La sed se impone al sentido común

El próximo 7 de julio se cumplirán once años desde que el Gobierno, entonces presidido por José Luis Rodríguez Zapatero, decidiera modificar el proyecto del trasvase Júcar-Vinalopó para trasladar la toma del agua de Cortes de Pallás a la desembocadura del río Júcar, donde se ha demostrado que el agua carece de la calidad y las condiciones sanitarias para poder ser utilizada para beber. Quizá el 7 de julio, con la temporada alta turística en pleno apogeo, por los grifos de Alicante, Sant Joan, San Vicente, El Campello y Mutxamel, comience ya a fluir el caudal desalado del mar, única alternativa que le queda al Ministerio de Agricultura para asegurar el suministro urbano y evitar los cortes de agua a la población en Alicante, tras negarse a buscar alternativas en el Tajo y en el Ebro.Un caudal que, debidamente mezclado con el que llega de otras fuentes (trasvase del Tajo básicamente), puede utilizarse sin reparos pero a un precio que, tarde o temprano, se dejará sentir en el bolsillo de las familias de la comarca de l´Alacantí. Las mismas que han pagado, en su parte proporcional, los 450 millones de euros del trasvase Júcar-Vinalopó y otros 60 de la desaladora de Mutxamel, planta que se diseñó en un principio para garantizar el suministro de Benidorm (el plan agua la ubicó en la Marina Baixa pero al final ha acabado captando el agua en El Campello) y que ahora se presenta como la solución de futuro para Alicante y su comarca. La sequía ha impuesto su ley y, once años después, los propios regantes del Vinalopó han terminado por claudicar ante el Gobierno y aceptar que la desaladora de Mutxamel, demonizada en su día, se incorpore al sistema como única alternativa para mantener enganchados al Júcar-Vinalopó a los ayuntamientos, los únicos que pueden pagar el agua (vía tarifa a los vecinos por supuesto) y así equilibrar el precio que abonan los agricultores por los recursos para el regadío.
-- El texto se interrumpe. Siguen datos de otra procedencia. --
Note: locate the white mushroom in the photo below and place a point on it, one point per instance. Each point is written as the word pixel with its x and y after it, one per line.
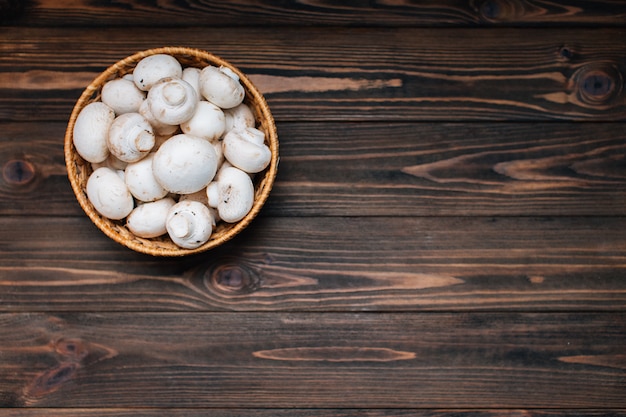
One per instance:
pixel 91 130
pixel 109 194
pixel 160 129
pixel 130 137
pixel 172 101
pixel 184 164
pixel 246 149
pixel 111 162
pixel 122 95
pixel 207 122
pixel 232 194
pixel 155 67
pixel 201 197
pixel 148 220
pixel 189 224
pixel 239 117
pixel 141 182
pixel 192 76
pixel 221 86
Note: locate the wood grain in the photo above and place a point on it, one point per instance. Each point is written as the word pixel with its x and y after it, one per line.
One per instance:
pixel 211 360
pixel 383 169
pixel 325 264
pixel 314 412
pixel 321 13
pixel 312 74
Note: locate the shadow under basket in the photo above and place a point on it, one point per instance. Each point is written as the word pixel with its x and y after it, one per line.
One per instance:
pixel 79 170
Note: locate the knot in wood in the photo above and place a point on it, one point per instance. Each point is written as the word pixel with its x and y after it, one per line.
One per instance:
pixel 18 172
pixel 598 85
pixel 71 350
pixel 233 278
pixel 500 10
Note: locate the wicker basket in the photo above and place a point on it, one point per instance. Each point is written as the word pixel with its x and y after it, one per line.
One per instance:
pixel 79 169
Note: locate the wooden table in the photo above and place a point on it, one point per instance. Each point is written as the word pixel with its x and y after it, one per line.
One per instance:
pixel 445 237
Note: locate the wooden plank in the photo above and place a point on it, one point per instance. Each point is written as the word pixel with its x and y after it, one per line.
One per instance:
pixel 316 412
pixel 399 169
pixel 312 74
pixel 325 264
pixel 570 360
pixel 264 13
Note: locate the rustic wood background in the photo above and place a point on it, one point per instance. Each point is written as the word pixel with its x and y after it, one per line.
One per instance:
pixel 446 235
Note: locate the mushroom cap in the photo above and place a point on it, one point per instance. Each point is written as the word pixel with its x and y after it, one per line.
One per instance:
pixel 155 67
pixel 122 95
pixel 189 224
pixel 207 122
pixel 184 164
pixel 160 129
pixel 239 117
pixel 192 76
pixel 148 220
pixel 141 182
pixel 246 150
pixel 172 101
pixel 221 87
pixel 109 195
pixel 91 130
pixel 130 137
pixel 236 194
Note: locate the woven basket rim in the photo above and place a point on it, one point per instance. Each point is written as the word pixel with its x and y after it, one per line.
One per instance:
pixel 156 247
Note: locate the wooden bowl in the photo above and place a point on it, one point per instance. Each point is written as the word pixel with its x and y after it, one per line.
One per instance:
pixel 79 170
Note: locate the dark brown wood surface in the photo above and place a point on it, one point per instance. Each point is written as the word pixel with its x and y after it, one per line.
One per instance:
pixel 446 235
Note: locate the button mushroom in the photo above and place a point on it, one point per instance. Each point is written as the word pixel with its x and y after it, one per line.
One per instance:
pixel 189 224
pixel 184 164
pixel 159 128
pixel 91 130
pixel 130 137
pixel 122 95
pixel 155 67
pixel 239 117
pixel 148 220
pixel 109 194
pixel 192 76
pixel 141 182
pixel 207 122
pixel 221 86
pixel 246 150
pixel 232 194
pixel 172 101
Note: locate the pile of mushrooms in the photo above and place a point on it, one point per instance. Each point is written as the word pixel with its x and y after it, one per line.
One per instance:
pixel 173 150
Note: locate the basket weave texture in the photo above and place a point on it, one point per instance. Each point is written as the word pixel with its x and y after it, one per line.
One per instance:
pixel 79 170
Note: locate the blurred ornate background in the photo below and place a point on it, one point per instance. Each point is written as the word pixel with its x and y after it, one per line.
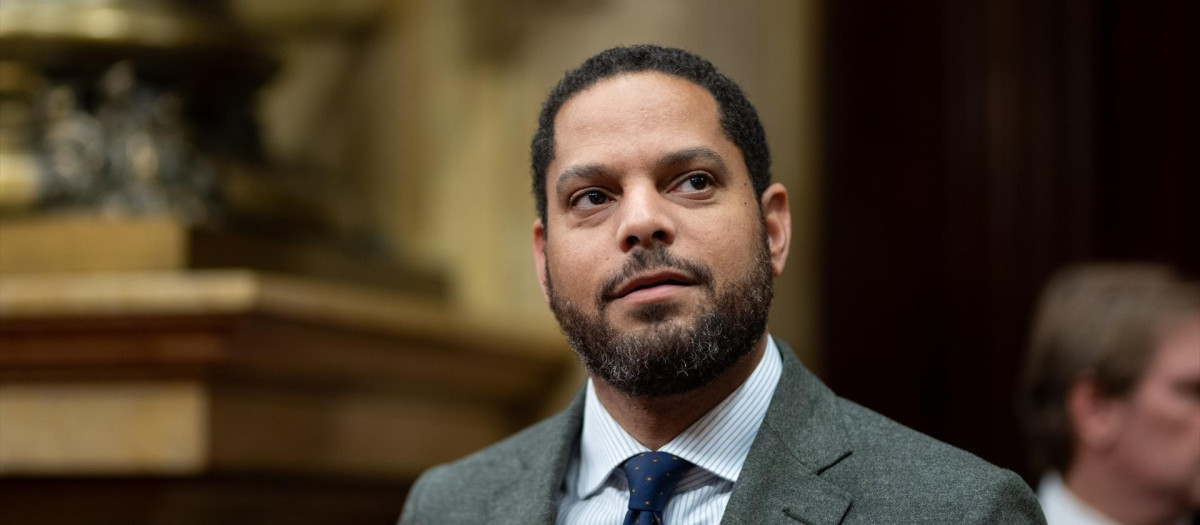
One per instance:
pixel 267 260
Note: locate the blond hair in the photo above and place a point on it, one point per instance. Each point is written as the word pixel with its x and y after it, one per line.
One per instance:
pixel 1101 321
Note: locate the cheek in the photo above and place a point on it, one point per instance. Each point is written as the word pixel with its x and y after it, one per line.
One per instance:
pixel 1165 435
pixel 577 271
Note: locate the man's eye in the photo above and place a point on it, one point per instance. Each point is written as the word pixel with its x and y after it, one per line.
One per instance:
pixel 696 182
pixel 591 199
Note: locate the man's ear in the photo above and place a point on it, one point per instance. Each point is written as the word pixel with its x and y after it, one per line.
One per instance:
pixel 778 222
pixel 1096 417
pixel 539 257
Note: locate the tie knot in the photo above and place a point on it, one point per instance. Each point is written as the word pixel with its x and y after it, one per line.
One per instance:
pixel 652 477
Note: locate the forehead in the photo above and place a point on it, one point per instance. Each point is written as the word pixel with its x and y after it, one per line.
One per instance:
pixel 637 115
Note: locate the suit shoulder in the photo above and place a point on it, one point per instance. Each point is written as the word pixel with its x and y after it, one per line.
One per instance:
pixel 457 492
pixel 492 464
pixel 897 468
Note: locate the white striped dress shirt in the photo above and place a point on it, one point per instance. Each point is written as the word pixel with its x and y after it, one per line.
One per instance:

Hasta aquí la reflexión podría hasta parecer lógica. En Alicante no llueve, sus ríos están como están y la presión demográfica obliga a buscar agua de donde sea. Pero Alicante no es Canarias y en España, y en la propia Comunidad Valenciana sí que hay corrientes fluviales para poder garantizar el suministro hídrico sin tener que recurrir a un caudal caro y de peor calidad que el que alimenta los cauces del Tajo o del mismo Júcar, pero en su cabecera. Lo fácil era, sin embargo, no armar ruido en Castilla-La Mancha, en Valencia, Cataluña y Aragón e imponer a la provincia de Alicante, que está entre las cinco primeras de España en población y riqueza, una solución cara y mala, aunque suene a menos mala ante la perspectiva de no tener agua. Los agricultores han aguantado diez años de batalla y presiones de una Administración plegada a sus intereses y que les tuvo siempre, salvo en las campañas electorales, en un segundo plano. Hoy, la sequía se ha aliado con el propio Gobierno y los agricultores han terminado por hacer bueno la máxima que a mediados de la pasad década se repetía machaconamente desde la Confederación Hidrográfica del Júcar: el agua más cara es la que no se tiene. La sed se ha impuesto al sentido común y el que podía haber sido un trasvase tan importante como el del Tajo terminará siendo una canalización para riego que deberá completarse con agua desalada del mar. En principio para el consumo urbano pero si miramos al cielo, hacia Madrid o Valencia, que nadie se extrañe si al final el agua del Mediterráneo termine haciendo crecer las hortalizas de nuestras huertas. Cristina Narbona, autora del Plan Agua y artífice de la derogación del trasvase del Ebro debe estar llorando de la risa. El «menfotismo» alicantino se puede aplicar a todo en esta provincia que tiene al sol entre sus vecinos y la sequía presente día tras día.